A coragem no bem

A vida e ensinos de Jesus representam roteiro para a felicidade. Honremos seu exemplo com a prática do bem em todos os dias de nossa vida

Jesus é a expressão máxima de perfeição que a humanidade pôde conhecer, apresentado pelos espíritos codificadores como modelo e guia para o comportamento do homem (O Livro dos Espíritos, questão 625). Seus exemplos e ensinos ecoam por todos os tempos, sua influência na história humana é tão imensa que até a contagem dos anos é classificada em antes e depois Dele. Se analisarmos bem, as dificuldades, problemas e desafios que aí estão (e não só nos aspectos morais do relacionamento, mas inclusive nos problemas ecológicos, extremos sociais e circunstâncias individuais), refletem bem a inobservância ou indiferença com seus ensinos.

Pelo menos em todo o Ocidente, seu Natal transformou-se num pretexto comercial, embora é inegável que a época natalina toca mais diretamente o coração humano, tornando as criaturas mais sensíveis aos sofrimentos alheios, e, pelo menos, nesta época surgem as costumeiras campanhas de auxílios aos menos favorecidos. Ideal que esta fosse uma atividade permanente durante todo o ano.

Mas Jesus é uma personalidade admirável. Busca-nos com a solicitude de alguém que ama seus irmãos, direcionando nossas vidas para o bem e a felicidade. Sua presença na Terra atenua e alivia as agruras promovidas pelo egoísmo e pelo orgulho. A suavidade de seus ensinos, sua doce influência em favor dos homens e confortador convite para a renovação individual traduz verdadeiro programa de felicidade e paz. O convite é permanente, aplica-se a todas as situações e a indiferença dos homens tem trazido os dolorosos quadros da atualidade.

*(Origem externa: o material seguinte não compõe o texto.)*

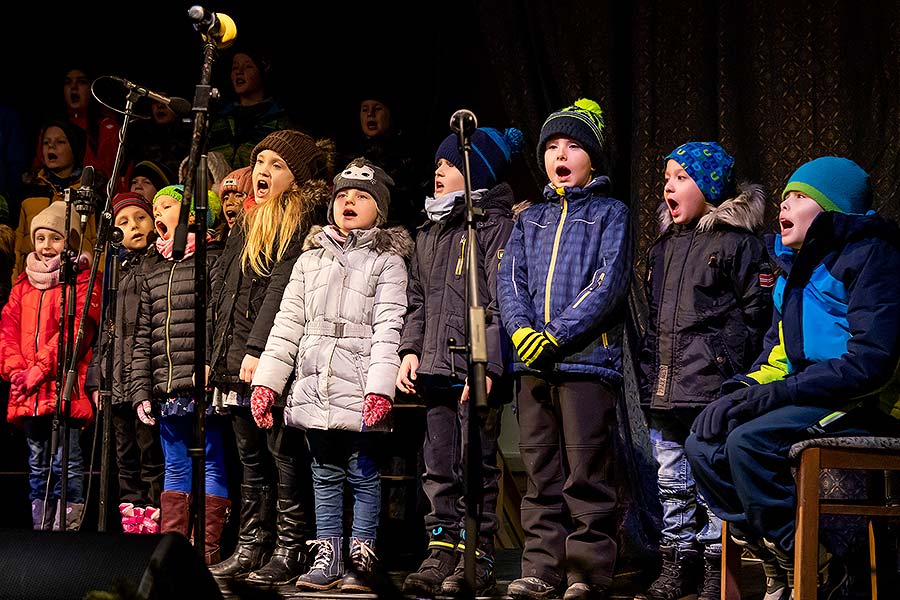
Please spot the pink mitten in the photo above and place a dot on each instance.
(375, 408)
(261, 401)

Como, pois, não falar Dele? Como não citá-Lo continuamente, buscá-Lo com a confiança de alguém que traz marcas a serem reparadas ou ansioso para vencer as más tendências e desejoso de melhorar-se individualmente, como é o quadro da maioria dos homens já conscientes do valioso patrimônio da própria existência?

E também, como não levá-Lo àqueles que não O conhecem? A quantos O ignoram ou Dele se esquecem?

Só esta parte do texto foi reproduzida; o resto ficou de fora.